А может, зря он перепугался? Вовсе они не про него говорили. А если про него? Нет, береженого бог бережет! Что же делать? Уехать в город? Олегов задумался: похоже, самое правильное решение. Повиниться перед женой, пообещать, что больше не повторится. Тем более что у него есть основания самому выступить в роли обиженного. Но он сделает вид, что обо всем забыл. Олегов глянул на часы. Только полдень наступил, до ближайшего поезда уйма времени. Болтаться по поселку или укрыться в доме, где все напоминает о семье, детях?.. Олегов тяжело вздохнул. Нет, в город нужно отправиться прямо сейчас. Может, какая попутка подвернется? Однако попутки в самом поселке ловить бесполезно, нужно идти на проезжий тракт. А до него довольно далеко…
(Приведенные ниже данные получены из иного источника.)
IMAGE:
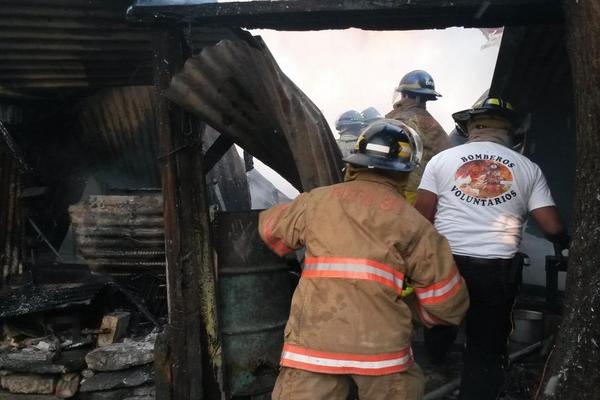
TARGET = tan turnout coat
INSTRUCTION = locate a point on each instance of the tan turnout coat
(363, 241)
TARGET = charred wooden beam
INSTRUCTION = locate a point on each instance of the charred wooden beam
(190, 271)
(216, 151)
(365, 14)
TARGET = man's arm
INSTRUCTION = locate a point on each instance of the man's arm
(441, 293)
(549, 221)
(281, 227)
(426, 204)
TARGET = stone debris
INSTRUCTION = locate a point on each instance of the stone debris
(139, 393)
(118, 379)
(30, 383)
(120, 356)
(67, 386)
(77, 360)
(68, 361)
(87, 373)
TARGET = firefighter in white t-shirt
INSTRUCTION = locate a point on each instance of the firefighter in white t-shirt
(478, 195)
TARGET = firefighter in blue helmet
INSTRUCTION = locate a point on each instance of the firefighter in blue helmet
(348, 125)
(410, 97)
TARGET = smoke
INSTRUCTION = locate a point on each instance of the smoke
(355, 69)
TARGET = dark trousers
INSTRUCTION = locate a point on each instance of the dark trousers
(492, 286)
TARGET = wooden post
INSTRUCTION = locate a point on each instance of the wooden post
(572, 371)
(190, 271)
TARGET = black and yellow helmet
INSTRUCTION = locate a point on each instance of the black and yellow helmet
(490, 106)
(417, 83)
(387, 144)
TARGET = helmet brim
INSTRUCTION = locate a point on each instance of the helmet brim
(364, 160)
(420, 91)
(464, 116)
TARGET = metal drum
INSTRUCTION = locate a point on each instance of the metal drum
(254, 294)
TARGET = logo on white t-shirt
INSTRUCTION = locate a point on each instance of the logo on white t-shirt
(484, 180)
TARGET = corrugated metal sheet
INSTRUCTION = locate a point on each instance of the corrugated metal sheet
(121, 232)
(11, 227)
(238, 88)
(118, 131)
(533, 68)
(47, 44)
(534, 73)
(71, 43)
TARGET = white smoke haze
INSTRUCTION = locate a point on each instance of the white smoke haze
(355, 69)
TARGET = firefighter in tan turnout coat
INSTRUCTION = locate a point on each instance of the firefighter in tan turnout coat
(363, 242)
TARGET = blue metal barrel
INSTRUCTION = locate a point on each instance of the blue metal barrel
(254, 295)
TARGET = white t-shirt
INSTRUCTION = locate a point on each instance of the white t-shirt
(484, 192)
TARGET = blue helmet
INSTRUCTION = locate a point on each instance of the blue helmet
(389, 145)
(351, 121)
(418, 83)
(370, 115)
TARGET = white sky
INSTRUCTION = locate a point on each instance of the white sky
(354, 69)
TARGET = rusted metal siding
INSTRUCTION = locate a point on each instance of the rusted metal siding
(71, 43)
(11, 227)
(51, 44)
(117, 233)
(238, 88)
(119, 132)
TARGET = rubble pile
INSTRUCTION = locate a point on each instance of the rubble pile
(81, 364)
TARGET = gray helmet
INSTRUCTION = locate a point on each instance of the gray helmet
(418, 83)
(351, 121)
(370, 115)
(490, 106)
(387, 144)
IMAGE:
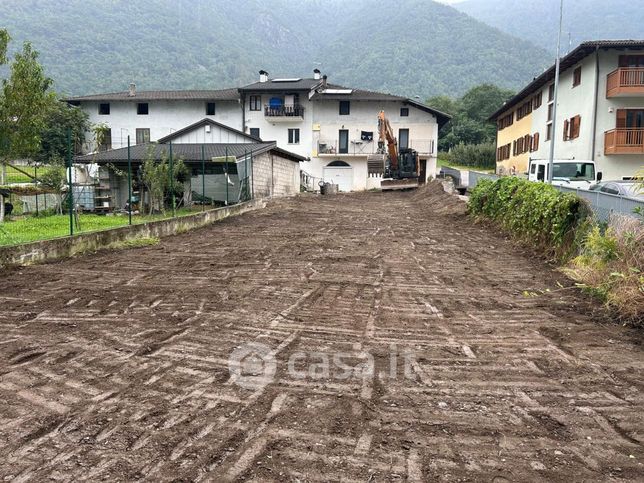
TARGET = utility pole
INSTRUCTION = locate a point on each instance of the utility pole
(553, 135)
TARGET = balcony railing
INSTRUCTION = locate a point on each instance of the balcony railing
(625, 81)
(358, 147)
(284, 111)
(624, 141)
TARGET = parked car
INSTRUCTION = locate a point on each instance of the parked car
(623, 188)
(566, 172)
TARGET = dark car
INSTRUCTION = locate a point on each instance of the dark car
(632, 189)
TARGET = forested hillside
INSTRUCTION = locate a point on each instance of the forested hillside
(538, 20)
(417, 48)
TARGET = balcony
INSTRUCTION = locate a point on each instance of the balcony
(285, 112)
(624, 141)
(358, 147)
(625, 81)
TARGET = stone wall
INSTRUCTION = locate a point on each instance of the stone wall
(275, 176)
(48, 250)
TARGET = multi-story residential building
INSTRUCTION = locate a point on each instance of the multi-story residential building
(150, 115)
(334, 127)
(600, 112)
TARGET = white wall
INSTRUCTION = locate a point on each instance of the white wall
(276, 129)
(618, 165)
(164, 117)
(580, 100)
(216, 135)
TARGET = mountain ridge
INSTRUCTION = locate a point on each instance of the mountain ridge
(423, 48)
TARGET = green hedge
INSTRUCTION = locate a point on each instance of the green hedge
(534, 212)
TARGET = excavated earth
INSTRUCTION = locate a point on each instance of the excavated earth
(373, 337)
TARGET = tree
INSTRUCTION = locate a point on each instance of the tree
(155, 178)
(60, 118)
(24, 101)
(470, 113)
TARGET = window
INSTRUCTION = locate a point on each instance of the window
(106, 142)
(142, 136)
(571, 128)
(535, 143)
(630, 119)
(505, 121)
(343, 147)
(631, 60)
(294, 136)
(576, 77)
(503, 152)
(403, 138)
(524, 110)
(255, 103)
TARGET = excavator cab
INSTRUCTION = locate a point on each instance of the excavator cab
(401, 167)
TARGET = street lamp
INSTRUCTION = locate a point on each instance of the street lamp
(553, 133)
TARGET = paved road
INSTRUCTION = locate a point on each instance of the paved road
(374, 337)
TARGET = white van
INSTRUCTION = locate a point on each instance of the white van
(574, 173)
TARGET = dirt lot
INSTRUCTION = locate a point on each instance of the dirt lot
(116, 366)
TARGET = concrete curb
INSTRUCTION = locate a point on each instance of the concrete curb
(57, 248)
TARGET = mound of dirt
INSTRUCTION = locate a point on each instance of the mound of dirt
(439, 201)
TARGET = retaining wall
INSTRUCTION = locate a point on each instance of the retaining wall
(48, 250)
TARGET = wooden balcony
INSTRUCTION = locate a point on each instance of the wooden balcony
(624, 141)
(625, 81)
(284, 113)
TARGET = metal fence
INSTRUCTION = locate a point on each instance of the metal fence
(602, 204)
(91, 198)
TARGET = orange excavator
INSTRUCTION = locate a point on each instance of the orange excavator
(400, 168)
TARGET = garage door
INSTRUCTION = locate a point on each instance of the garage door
(342, 176)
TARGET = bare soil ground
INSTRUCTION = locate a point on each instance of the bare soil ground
(115, 366)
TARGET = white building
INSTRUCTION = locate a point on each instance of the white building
(334, 127)
(150, 115)
(600, 112)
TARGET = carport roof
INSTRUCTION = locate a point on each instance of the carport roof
(190, 153)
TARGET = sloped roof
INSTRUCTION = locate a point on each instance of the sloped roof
(366, 95)
(582, 51)
(195, 95)
(204, 122)
(190, 153)
(275, 85)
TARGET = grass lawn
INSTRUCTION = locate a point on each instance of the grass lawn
(31, 228)
(12, 175)
(447, 164)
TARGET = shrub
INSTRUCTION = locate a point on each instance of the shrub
(475, 155)
(534, 212)
(607, 261)
(611, 267)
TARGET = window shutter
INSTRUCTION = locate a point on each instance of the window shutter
(576, 126)
(621, 118)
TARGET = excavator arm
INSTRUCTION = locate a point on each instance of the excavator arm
(386, 134)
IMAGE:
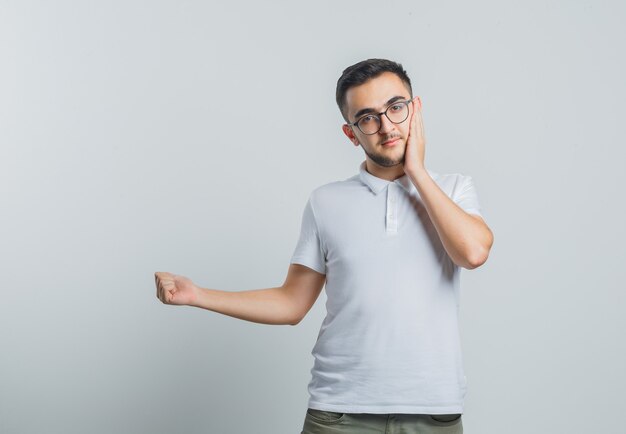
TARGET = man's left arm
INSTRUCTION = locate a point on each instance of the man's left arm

Но в эту самую минуту совсем рядом с Егором остановилась запыленная «Победа», из которой вылезли два молодца, что называется, «одинаковы с лица». Молодцы были облачены в просторные светлые костюмы и летние кепки, причем у одного из них голова была перебинтована, а левая рука – на перевязи. Лицо раненый молодец имел унылое, у его спутника, напротив, физиономия была оживленная и решительная.
– Эй, вы! – повелительно сказал он, обращаясь к Егору. – Да-да, вы, в шляпе, идите-ка сюда!
Олегов неуверенно подошел.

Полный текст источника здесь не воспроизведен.